Because we are consumer-owned, we are also responsive to the unique needs of our communities. Consumer-owned utilities have developed innovative renewable-energy projects. These projects allow our customers to invest in our renewable-energy future in a fair and equitable manner.

This legislative session, consumer-owned utilities are advocating for reform to a law we believe is inherently unfair to the majority of our customers. Small-scale wind and solar producers, known as distributed generators, currently sell their excess generation back to the utility at retail rates (the price at which the consumer-owned utility sells electric power to customers). When distributed generators produce as much energy as they use, they don’t pay anything for the cost of operating the electric grid that they rely on when their wind or solar installation is not producing energy. These costs are built into the electric rates paid by utility customers; if a distributed generator is compensated at the full retail rate, the generating customer is not making any contribution toward the cost of operating the grid; those costs are shifted onto other customers.

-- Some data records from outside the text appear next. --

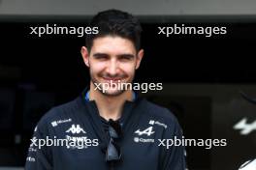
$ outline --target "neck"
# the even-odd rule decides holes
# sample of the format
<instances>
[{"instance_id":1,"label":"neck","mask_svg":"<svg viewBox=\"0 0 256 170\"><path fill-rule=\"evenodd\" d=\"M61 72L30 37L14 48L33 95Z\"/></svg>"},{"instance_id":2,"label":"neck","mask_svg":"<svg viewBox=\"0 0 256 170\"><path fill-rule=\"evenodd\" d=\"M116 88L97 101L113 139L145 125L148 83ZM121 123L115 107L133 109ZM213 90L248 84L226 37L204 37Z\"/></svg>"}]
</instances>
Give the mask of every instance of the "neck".
<instances>
[{"instance_id":1,"label":"neck","mask_svg":"<svg viewBox=\"0 0 256 170\"><path fill-rule=\"evenodd\" d=\"M118 96L104 95L99 90L94 90L94 85L90 83L90 100L95 100L99 109L99 114L106 120L117 120L121 117L123 104L126 100L132 100L133 92L124 91Z\"/></svg>"}]
</instances>

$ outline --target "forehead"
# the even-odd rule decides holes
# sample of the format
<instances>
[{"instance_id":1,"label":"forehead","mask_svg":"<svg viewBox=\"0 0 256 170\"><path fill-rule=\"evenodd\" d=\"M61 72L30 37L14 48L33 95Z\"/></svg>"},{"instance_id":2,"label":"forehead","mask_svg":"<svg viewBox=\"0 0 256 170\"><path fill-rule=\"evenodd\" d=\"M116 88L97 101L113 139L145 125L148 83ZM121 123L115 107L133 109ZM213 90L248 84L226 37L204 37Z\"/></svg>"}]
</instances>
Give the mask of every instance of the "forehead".
<instances>
[{"instance_id":1,"label":"forehead","mask_svg":"<svg viewBox=\"0 0 256 170\"><path fill-rule=\"evenodd\" d=\"M93 40L92 53L136 53L132 41L118 36L99 37Z\"/></svg>"}]
</instances>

We believe this is unfair and that distributed generators should pay their share to maintain the grid that they need in order to sell their excess generation and keep their lights on when the sun isn’t shining or the wind isn’t blowing. The reform we are advocating doesn’t do away with net metering, but it allows consumer-owned utilities to collect the actual cost to serve distributed generators (“Why would Minnesota choose to backslide?” April 21). This additional fee isn’t arbitrary or punitive, but is tied to the true cost to maintain the grid.

We aren’t asking to end net metering, and we will continue to support distributed generators with the technical know-how and technology needed for their systems to operate with the electric grid. However, we believe this reform is fair and needed to ensure that costs don’t continue to shift from distributed generators to the rest of our customers.

Jack Kegel is executive director of the Minnesota Municipal Utilities Association. Darrick Moe is president and CEO of the Minnesota Rural Electric Association.